Real-time Traffic Accident Anticipation with Feature Reuse
Inpyo Song, Jangwon Lee
TL;DR
This work tackles real-time traffic accident anticipation by addressing the latency of heavy feature-extraction pipelines. It introduces RARE, a lightweight framework that reuses intermediate embeddings from a single pre-trained object detector, and adds an Attention Score Ranking Loss to explicitly push attention toward accident-related objects. The method combines detector-derived object and scene embeddings with a scene-object attention module and a short-term memory for temporal context, optimized with a total loss $L = L_{\mathrm{AdaLEA}} + \gamma L_R$. On DAD and CCD benchmarks, RARE achieves real-time latency around 13.6 ms per frame (73.3 FPS) while maintaining state-of-the-art AP, demonstrating practical viability for safety-critical autonomous driving systems.
Abstract
This paper addresses the problem of anticipating traffic accidents, which aims to forecast potential accidents before they happen. Real-time anticipation is crucial for safe autonomous driving, yet most methods rely on computationally heavy modules like optical flow and intermediate feature extractors, making real-world deployment challenging.

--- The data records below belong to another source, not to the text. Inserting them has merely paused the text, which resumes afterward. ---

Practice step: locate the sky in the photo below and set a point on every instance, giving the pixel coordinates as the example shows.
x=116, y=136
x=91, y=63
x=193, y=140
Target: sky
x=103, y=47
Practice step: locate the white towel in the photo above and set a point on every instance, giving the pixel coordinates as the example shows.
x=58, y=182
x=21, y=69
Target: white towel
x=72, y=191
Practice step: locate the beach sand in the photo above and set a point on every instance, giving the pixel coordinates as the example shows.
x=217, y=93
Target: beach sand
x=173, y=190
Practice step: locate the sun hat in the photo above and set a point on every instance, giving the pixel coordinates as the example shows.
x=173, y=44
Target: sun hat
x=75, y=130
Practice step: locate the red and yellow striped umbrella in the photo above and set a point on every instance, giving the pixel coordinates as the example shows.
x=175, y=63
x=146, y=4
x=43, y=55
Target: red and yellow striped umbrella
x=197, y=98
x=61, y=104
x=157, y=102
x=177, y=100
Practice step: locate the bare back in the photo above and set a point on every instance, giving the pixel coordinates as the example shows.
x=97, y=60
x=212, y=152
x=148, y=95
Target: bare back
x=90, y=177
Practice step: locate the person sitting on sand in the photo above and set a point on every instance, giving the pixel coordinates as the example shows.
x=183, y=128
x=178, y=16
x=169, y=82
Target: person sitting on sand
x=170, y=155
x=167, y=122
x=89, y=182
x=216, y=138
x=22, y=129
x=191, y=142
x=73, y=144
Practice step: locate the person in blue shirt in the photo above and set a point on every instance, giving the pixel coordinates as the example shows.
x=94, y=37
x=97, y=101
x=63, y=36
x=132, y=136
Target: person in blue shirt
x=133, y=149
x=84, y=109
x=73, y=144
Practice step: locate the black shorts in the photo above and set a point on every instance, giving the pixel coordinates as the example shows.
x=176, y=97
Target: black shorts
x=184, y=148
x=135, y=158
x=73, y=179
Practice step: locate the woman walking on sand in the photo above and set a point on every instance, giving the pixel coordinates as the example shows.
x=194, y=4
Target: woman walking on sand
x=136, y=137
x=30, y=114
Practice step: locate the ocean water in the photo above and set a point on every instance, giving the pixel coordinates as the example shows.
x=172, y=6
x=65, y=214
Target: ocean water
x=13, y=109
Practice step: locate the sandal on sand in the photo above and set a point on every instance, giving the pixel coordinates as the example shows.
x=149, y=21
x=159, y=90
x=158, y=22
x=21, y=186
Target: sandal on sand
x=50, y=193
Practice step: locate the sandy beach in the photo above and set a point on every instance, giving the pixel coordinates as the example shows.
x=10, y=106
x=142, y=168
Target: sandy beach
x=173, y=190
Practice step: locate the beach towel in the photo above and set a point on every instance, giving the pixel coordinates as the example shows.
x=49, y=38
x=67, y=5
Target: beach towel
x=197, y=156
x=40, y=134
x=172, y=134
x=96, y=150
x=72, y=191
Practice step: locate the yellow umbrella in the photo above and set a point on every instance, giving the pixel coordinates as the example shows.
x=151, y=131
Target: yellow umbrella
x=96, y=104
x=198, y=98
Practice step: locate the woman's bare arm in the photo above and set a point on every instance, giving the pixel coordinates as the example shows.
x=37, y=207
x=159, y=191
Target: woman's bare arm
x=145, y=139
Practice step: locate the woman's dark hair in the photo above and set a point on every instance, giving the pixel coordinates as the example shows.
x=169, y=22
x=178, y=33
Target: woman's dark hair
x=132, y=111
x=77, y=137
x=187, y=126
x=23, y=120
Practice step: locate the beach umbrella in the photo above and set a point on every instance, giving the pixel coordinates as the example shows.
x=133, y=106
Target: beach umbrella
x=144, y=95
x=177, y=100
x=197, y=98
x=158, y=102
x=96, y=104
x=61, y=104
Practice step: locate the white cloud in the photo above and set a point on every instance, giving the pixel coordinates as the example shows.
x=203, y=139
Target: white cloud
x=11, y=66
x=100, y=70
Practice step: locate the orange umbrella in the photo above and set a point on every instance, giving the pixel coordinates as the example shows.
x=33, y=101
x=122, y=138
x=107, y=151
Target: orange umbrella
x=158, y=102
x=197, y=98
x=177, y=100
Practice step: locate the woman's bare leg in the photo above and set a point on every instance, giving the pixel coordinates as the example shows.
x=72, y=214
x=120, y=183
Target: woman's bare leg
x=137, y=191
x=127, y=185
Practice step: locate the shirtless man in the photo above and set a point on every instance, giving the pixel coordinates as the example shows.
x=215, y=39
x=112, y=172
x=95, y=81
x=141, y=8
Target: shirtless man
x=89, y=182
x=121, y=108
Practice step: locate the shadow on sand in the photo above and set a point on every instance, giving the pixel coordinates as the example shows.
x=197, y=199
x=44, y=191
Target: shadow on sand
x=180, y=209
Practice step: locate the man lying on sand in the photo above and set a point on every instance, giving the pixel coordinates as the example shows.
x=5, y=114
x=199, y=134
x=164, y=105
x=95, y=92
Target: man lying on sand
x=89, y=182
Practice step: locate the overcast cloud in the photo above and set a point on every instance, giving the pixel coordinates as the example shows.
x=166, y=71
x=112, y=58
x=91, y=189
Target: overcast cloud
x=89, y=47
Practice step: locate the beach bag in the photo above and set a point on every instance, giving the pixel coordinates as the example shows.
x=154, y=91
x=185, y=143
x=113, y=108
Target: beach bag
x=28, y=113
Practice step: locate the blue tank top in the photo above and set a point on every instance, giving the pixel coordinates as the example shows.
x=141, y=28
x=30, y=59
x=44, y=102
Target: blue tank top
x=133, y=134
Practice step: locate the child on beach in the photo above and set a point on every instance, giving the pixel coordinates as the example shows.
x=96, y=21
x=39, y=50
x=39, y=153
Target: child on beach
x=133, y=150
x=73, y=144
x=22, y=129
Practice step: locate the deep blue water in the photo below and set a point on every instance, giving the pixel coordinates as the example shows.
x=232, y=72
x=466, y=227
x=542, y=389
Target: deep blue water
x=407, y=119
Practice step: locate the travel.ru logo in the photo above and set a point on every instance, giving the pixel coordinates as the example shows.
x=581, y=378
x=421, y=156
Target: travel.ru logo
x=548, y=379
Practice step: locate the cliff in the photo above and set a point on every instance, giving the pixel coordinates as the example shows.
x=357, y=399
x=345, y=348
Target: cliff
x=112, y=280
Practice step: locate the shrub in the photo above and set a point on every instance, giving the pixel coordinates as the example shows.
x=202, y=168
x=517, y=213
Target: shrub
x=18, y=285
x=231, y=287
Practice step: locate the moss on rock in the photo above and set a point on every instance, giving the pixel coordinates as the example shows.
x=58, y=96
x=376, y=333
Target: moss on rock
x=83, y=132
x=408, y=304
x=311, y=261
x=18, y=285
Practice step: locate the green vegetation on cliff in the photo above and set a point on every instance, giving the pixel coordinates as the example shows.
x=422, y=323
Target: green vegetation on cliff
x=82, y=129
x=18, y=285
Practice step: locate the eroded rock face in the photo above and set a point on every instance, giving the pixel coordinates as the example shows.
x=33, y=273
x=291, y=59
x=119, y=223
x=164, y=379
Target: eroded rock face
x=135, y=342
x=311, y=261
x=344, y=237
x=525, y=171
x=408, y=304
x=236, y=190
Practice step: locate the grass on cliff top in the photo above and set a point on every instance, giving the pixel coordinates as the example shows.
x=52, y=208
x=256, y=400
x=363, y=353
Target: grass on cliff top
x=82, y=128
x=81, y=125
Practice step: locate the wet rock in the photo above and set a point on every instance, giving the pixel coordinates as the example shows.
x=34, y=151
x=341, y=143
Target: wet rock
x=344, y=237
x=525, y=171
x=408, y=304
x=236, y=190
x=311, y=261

In this paper, we thus introduce RARE (Real-time Accident anticipation with Reused Embeddings), a lightweight framework that capitalizes on intermediate features from a single pre-trained object detector. By eliminating additional feature-extraction pipelines, RARE significantly reduces latency. Furthermore, we introduce a novel Attention Score Ranking Loss, which prioritizes higher attention on accident-related objects over non-relevant ones. This loss enhances both accuracy and interpretability. RARE demonstrates a 4-8 times speedup over existing approaches on the DAD and CCD benchmarks, achieving a latency of 13.6ms per frame (73.3 FPS) on an RTX 6000. Moreover, despite its reduced complexity, it attains state-of-the-art Average Precision and reliably anticipates imminent collisions in real time. These results highlight RARE's potential for safety-critical applications where timely and explainable anticipation is essential.